BY JOHN R. ANDERSON
Based on my knowledge of rivers, I believe Mirror Pond should not be dredged again — even if costs can be totally funded from private sources. From an ecological perspective, the most logical and practical solution to what will be a continuing pond dilemma is to return this reach of the river to its natural hydrology. By nature, the flow of rivers constantly transports sediment and organic matter downstream until particles drop out in areas where the current declines — such as in an artificially excavated pond. This fundamental fact means that deposition of sediment and the subsequent natural wetlands transition process, called eutrophication, will recur each time Mirror Pond is dredged.

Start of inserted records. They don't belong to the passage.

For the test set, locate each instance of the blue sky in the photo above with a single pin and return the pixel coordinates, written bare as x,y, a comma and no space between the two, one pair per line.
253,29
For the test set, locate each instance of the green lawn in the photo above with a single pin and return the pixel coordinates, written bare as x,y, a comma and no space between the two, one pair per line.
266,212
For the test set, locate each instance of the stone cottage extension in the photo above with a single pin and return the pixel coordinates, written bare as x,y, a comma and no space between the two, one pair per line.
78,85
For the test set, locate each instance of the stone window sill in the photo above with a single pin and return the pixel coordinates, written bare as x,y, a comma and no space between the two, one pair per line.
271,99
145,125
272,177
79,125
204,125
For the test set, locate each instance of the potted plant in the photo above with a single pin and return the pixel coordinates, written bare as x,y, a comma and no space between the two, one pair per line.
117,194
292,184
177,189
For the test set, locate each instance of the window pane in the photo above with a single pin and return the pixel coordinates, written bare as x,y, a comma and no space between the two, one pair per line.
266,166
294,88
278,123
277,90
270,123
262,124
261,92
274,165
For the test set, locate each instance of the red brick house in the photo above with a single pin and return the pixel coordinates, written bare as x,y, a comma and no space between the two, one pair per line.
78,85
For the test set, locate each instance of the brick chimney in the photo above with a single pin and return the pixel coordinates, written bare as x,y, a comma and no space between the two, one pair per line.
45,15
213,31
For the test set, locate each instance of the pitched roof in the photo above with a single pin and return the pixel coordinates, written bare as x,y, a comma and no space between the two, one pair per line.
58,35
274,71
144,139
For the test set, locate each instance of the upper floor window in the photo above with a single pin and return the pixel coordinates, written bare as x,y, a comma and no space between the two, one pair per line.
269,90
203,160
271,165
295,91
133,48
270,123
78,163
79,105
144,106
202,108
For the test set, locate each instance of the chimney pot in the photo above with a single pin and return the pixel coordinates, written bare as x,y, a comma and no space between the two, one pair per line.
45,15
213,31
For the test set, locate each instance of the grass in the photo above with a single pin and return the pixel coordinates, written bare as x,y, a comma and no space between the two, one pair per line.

Proponents of dredging Mirror Pond should be aware that, in future years, dredging will need to be done at more frequent intervals because of the greatly increased population of Bend since the pond was last dredged. This has resulted in many more people wading into and out of the river while engaged in tubing/floating, kayaking, paddleboarding and surfing between Farewell Bend and Drake parks. The foot traffic associated with these activities consequently dislodges a greater volume of sediment that is transported downstream and fills in the pond. The predicted continued increase in Bend’s population will only exacerbate the amount of sediment being transported downstream as more and more people wade in the river. The recent development of the surfing area below the Colorado Street Bridge has increased the number of people going into and out of the river and recreational activity here is not just limited to summer months. The increased current velocity and turbulence in (and below) the newly developed surfing area will transport sediment downstream at a more rapid rate and greater volume than previously occurred in this area.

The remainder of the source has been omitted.